The measurement environment will improve. Platform APIs will open up, third-party tools will mature, and Google will likely provide more structured data on AI Overview performance. But waiting for perfect measurement before engaging with this channel is a mistake. The brands that build monitoring habits now will have a baseline and a methodology when the tooling catches up. The brands that wait will be starting from zero.

Brand visibility in AI search sits within a broader set of strategic decisions about how you position and protect your brand over time. The Brand Positioning & Archetypes hub covers those decisions in depth, from the foundational positioning work to the commercial case for protecting what you have built.

About the Author

Keith Lacy is a marketing strategist and former agency CEO with 20+ years of experience across agency leadership, performance marketing, and commercial strategy. He writes The Marketing Juice to cut through the noise and share what works.

Frequently Asked Questions

Can I use Google Search Console to track AI Overview brand mentions?
Yes, to a degree. Google Search Console provides impression and click data for queries where AI Overviews appear, and you can filter by your brand terms to see where you are being cited. It does not give you a complete picture of how your brand is described within those Overviews, but it is currently the most reliable structured data source available for this purpose.
Are there tools that automatically monitor brand mentions in ChatGPT and Perplexity?
Several tools are emerging that automate prompt auditing across AI platforms, including some specialist products built specifically for AI brand monitoring. The quality and coverage vary significantly.

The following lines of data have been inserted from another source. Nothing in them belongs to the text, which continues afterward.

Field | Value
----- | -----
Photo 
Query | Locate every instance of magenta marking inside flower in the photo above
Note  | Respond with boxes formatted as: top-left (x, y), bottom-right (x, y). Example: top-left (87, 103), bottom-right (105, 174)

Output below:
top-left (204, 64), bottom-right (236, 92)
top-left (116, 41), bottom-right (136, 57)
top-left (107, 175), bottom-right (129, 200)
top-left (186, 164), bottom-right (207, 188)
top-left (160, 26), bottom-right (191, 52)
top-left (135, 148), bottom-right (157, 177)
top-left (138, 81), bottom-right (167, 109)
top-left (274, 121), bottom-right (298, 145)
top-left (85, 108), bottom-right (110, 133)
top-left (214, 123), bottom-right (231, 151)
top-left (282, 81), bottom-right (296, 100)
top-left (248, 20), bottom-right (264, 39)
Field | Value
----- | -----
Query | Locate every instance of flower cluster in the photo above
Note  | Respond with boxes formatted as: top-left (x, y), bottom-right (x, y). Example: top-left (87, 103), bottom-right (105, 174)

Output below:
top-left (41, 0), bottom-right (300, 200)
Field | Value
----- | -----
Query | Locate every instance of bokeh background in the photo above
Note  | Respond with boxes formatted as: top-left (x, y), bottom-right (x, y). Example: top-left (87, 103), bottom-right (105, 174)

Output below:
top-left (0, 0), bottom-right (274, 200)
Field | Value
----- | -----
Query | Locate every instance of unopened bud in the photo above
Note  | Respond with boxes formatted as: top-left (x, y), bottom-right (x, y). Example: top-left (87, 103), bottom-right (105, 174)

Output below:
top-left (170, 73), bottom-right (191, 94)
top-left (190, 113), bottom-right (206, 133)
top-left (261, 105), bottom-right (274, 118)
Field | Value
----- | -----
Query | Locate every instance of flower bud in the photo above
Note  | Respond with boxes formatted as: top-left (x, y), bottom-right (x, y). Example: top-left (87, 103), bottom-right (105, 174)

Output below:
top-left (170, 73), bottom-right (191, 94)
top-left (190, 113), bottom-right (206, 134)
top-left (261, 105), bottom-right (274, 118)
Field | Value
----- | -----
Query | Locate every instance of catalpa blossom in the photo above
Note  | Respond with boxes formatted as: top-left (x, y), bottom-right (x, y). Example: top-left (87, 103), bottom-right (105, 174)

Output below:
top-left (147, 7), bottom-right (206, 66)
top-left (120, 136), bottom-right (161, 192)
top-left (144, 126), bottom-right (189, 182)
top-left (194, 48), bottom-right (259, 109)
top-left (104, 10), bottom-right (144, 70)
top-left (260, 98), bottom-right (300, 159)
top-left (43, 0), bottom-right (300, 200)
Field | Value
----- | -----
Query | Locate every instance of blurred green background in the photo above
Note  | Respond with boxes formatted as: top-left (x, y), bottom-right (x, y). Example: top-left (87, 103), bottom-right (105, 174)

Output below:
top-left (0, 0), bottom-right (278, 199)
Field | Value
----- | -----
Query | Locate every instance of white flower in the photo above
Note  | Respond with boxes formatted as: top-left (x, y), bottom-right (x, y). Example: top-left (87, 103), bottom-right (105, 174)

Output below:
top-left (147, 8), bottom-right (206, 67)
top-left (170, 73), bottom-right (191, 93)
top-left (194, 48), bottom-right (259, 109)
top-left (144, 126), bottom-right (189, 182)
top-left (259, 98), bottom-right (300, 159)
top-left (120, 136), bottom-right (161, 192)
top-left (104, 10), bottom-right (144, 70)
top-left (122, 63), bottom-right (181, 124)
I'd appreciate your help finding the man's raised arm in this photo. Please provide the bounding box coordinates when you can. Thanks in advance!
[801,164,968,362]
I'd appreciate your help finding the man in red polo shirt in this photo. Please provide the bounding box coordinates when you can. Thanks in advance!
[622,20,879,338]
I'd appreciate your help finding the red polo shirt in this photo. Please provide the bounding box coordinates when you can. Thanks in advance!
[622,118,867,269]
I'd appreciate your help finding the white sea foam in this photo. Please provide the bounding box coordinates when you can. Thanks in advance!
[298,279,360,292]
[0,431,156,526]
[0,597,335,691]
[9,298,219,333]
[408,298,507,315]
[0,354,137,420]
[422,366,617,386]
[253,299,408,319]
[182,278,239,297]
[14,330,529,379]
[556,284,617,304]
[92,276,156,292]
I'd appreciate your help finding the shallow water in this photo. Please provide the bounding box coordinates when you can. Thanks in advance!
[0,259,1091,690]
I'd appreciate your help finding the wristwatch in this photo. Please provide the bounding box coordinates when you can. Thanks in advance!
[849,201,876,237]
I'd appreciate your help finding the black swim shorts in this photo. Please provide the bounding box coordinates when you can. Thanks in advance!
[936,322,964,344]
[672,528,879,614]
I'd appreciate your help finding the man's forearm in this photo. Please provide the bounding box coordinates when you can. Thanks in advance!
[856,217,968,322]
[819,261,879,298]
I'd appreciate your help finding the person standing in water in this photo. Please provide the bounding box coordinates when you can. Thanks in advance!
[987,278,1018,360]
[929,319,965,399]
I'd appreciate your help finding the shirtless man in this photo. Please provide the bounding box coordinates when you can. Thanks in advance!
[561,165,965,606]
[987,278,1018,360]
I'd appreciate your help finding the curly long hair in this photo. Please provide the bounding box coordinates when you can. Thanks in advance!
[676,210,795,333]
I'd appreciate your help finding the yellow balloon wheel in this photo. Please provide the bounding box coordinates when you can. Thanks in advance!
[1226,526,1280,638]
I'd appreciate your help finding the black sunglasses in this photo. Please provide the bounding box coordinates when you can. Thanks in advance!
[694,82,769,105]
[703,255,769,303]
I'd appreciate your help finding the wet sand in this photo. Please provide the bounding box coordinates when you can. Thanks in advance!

Treat any tool in this category as early-stage, pressure-test its methodology, and do not build critical reporting frameworks around a single vendor until the market matures.
What should I do if an AI tool is describing my brand inaccurately?
The primary lever is your content and PR footprint. AI models form their understanding of brands from the text available during training, so publishing clear, consistent, authoritative content across owned and earned channels is the most direct way to influence future model outputs. Correcting inaccuracies on high-authority third-party sites, such as Wikipedia or major review platforms, is also worth prioritising.
How often should I run AI brand monitoring audits?
Monthly is a reasonable baseline for most brands. If you are in a fast-moving category, operate in a space where AI tools are heavily used for research, or are running a major brand campaign, increasing frequency to fortnightly makes sense. The value of monitoring comes from tracking changes over time, so consistency of cadence matters more than frequency in isolation.
Does SEO still matter if AI tools are answering questions without sending traffic?
Yes, for two reasons. First, Google AI Overviews cite sources, and those citations tend to come from pages that rank well organically. Strong SEO increases the probability of being cited. Second, the same content quality and authority signals that drive organic rankings are also inputs into how AI models represent your brand. SEO and AI visibility are not separate disciplines. They draw from the same foundational work.